The program, beginning this fall, will allow six students from each country to study abroad for a semester. The agreements will also allow the CWRU law school faculty to lecture at the Chinese law schools and to collaborate on legal projects with their Chinese counterparts. In addition, CWRU School of Law is talking with prominent U.S. law firms in China to take its U.S. exchange students for a summer internship following their academic studies at a Chinese law school.
“These new exchange agreements position Case Western Reserve University School of Law to be a leader in preparing the next generation of lawyers from both countries to play an important role in the fast growing area of trade and business between China and the United States,” says Michael P. Scharf, Director of the School of Law’s Frederick K. Cox International Law Center.

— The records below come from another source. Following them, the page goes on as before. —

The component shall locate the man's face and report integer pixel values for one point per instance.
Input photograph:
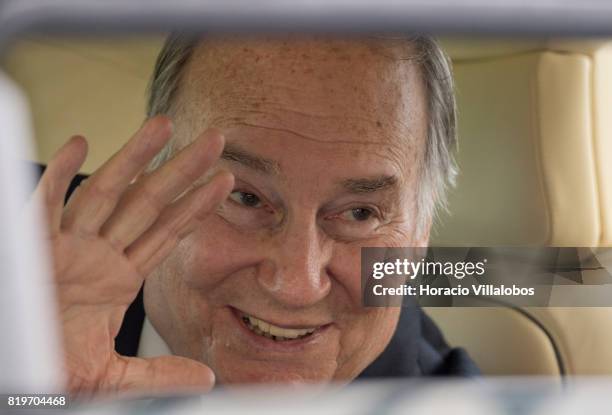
(325, 140)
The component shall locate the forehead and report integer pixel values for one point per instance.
(348, 91)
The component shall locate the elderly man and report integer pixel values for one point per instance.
(271, 163)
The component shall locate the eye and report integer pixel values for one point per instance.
(358, 214)
(246, 199)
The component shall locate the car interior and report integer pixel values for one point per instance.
(535, 166)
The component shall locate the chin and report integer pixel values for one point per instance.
(274, 373)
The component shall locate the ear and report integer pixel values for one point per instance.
(422, 237)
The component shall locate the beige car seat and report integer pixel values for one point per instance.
(536, 170)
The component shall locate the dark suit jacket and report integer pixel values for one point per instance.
(416, 349)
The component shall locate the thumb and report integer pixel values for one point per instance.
(167, 374)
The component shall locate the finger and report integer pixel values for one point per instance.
(164, 374)
(178, 221)
(55, 181)
(97, 197)
(140, 208)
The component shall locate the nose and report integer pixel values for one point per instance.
(295, 272)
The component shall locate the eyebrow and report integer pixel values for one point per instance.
(368, 185)
(234, 153)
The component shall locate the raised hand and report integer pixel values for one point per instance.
(113, 232)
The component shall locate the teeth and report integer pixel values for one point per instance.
(266, 329)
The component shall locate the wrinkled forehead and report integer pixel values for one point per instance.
(328, 89)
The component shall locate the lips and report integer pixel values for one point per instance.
(274, 332)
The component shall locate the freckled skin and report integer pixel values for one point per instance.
(323, 110)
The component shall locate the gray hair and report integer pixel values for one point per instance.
(439, 169)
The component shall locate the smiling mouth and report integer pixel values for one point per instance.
(276, 333)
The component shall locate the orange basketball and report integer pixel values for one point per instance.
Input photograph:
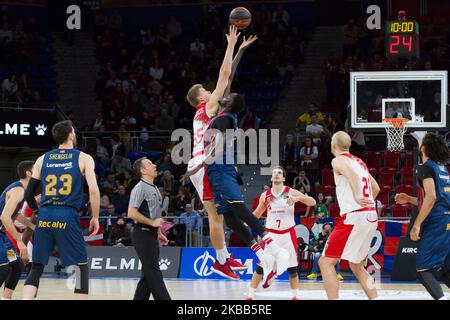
(240, 17)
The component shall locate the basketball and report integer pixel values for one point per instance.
(240, 17)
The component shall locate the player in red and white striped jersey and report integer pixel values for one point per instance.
(279, 202)
(352, 235)
(207, 106)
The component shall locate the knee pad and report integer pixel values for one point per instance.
(35, 275)
(4, 273)
(259, 270)
(82, 280)
(292, 271)
(17, 268)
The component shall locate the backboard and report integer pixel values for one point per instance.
(420, 96)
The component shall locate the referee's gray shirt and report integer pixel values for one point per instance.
(147, 199)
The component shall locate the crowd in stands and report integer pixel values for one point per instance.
(306, 154)
(144, 78)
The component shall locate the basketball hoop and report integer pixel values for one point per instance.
(395, 130)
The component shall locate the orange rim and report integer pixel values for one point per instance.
(397, 123)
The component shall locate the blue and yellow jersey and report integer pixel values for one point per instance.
(62, 180)
(439, 173)
(3, 202)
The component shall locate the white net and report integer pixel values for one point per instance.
(395, 137)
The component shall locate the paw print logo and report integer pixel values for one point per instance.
(40, 129)
(164, 264)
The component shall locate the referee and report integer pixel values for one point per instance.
(145, 209)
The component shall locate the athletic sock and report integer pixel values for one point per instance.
(257, 250)
(221, 255)
(251, 292)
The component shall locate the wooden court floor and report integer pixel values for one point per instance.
(123, 289)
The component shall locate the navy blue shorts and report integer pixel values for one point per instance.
(7, 251)
(58, 226)
(223, 179)
(434, 244)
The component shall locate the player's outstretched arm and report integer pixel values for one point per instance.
(224, 74)
(33, 185)
(261, 206)
(14, 197)
(94, 193)
(237, 58)
(297, 196)
(375, 186)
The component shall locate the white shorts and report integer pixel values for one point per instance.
(352, 236)
(200, 181)
(286, 240)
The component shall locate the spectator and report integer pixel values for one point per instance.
(249, 120)
(192, 220)
(156, 71)
(98, 121)
(120, 164)
(117, 145)
(197, 50)
(315, 130)
(306, 118)
(174, 28)
(302, 181)
(164, 122)
(120, 200)
(280, 15)
(320, 210)
(112, 216)
(119, 234)
(317, 248)
(309, 154)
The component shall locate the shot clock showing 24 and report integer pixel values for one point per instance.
(402, 38)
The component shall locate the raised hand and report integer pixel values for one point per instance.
(248, 42)
(233, 35)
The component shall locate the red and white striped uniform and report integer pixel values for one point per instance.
(353, 234)
(200, 180)
(280, 223)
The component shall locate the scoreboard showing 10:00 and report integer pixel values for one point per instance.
(402, 38)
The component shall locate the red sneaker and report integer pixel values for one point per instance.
(236, 265)
(269, 279)
(224, 270)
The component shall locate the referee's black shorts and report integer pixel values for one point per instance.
(146, 244)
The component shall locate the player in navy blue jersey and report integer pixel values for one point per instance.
(432, 226)
(11, 201)
(62, 172)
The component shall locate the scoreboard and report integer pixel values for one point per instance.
(402, 39)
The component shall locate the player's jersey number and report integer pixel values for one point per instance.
(51, 181)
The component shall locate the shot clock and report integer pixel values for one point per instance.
(402, 38)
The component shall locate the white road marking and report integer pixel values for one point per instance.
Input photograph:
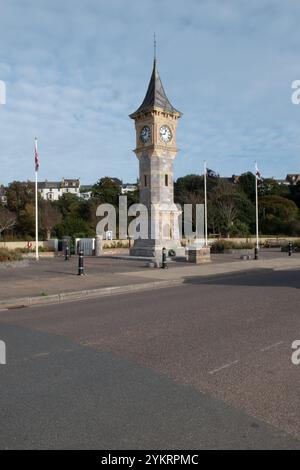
(41, 354)
(271, 346)
(223, 367)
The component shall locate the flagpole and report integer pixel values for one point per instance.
(256, 209)
(205, 205)
(36, 209)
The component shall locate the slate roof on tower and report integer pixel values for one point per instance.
(155, 96)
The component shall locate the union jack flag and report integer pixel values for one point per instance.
(36, 157)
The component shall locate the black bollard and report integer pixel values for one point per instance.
(80, 263)
(164, 258)
(67, 253)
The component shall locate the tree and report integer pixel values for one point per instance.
(7, 219)
(278, 216)
(107, 191)
(19, 194)
(294, 193)
(26, 221)
(246, 183)
(270, 187)
(229, 210)
(49, 216)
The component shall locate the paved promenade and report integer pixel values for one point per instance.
(56, 277)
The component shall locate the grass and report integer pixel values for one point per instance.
(8, 255)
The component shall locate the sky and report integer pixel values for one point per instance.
(74, 70)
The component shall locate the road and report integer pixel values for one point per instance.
(204, 365)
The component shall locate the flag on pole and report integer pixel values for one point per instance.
(37, 165)
(257, 177)
(257, 172)
(36, 157)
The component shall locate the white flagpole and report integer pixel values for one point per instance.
(256, 206)
(205, 205)
(36, 212)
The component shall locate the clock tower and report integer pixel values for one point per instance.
(155, 124)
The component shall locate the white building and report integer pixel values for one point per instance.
(129, 188)
(53, 190)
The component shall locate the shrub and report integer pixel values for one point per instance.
(219, 246)
(7, 255)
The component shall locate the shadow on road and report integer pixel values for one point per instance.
(259, 278)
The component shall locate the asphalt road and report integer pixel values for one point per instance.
(204, 365)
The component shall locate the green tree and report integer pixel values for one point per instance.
(107, 191)
(26, 221)
(278, 216)
(19, 194)
(246, 183)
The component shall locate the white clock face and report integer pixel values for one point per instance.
(165, 134)
(145, 134)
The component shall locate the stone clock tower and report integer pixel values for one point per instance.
(155, 123)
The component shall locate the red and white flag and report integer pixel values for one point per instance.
(36, 157)
(257, 172)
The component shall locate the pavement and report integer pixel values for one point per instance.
(204, 365)
(55, 280)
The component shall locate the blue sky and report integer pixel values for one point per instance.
(75, 69)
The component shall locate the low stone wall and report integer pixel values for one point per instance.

A complimentary program called Case Abroad at Home brings foreign professors to CWRU each summer. Next month, a professor from East China University will teach a course on the Chinese criminal justice system at the School of Law. Last summer, CWRU School of Law hosted a Fudan University faculty member, who taught a course in Chinese business law.
“I am delighted that our students and faculty will have the opportunity to engage with such fine Chinese law schools, participate in dialogue with Chinese peers and contribute to the continuing development of the relationship between our two countries,” says Robert H. Rawson, Jr., Interim Dean.